Second, note that the code my $secondLine = <$second>; will read a line from the file each time it is called. Since you're doing this inside the loop over the lines of the first file, that means that every time you read a line from the first file via <$first>, you'll also read a line from the second file, so that you'll only ever be comparing "file 1 line 1" with "file 2 line 1", then "file 1 line 2" with "file 2 line 2", and so on.

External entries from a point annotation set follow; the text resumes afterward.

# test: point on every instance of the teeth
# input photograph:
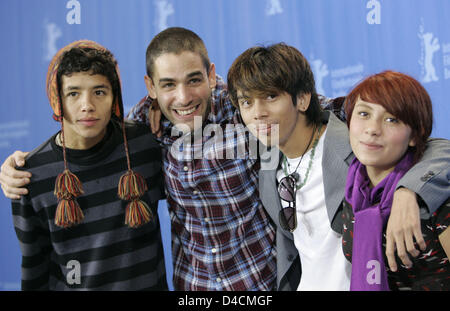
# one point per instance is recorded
(185, 112)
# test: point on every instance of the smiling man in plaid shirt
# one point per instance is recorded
(222, 238)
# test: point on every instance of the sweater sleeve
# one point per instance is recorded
(35, 245)
(429, 178)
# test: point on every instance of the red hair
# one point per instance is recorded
(402, 96)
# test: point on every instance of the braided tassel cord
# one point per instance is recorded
(131, 187)
(67, 188)
(68, 213)
(137, 213)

There was a recent thread with discussion on how to compare each line of one file with each line of another file, and some of the solutions there might help you out: Simple comparison of 2 files. The first approach is to loop over both files and compare each line with each other line; however this is inefficient and won't fare well with large files. The second approach is to load one of the two files into a data structure in memory, for example into a hash (Update: or array, as choroba demonstrated), and then loop over the lines of the other file and compare them to the data in memory. Since you're dealing with intervals, instead of a hash/array, an Interval tree might be helpful. There are modules on CPAN such as Set::IntervalTree (disclaimer: I haven't used this) that might be useful.

Here's a skeleton (based on my post Re: Simple comparison of 2 files) using the aforementioned inefficient approach of comparing each line in the first file with each line in the second file, which might still be good enough for your purposes if one or both of the files is small. (If one file is small and the other is not, make file1 be the large one and file2 the small one.)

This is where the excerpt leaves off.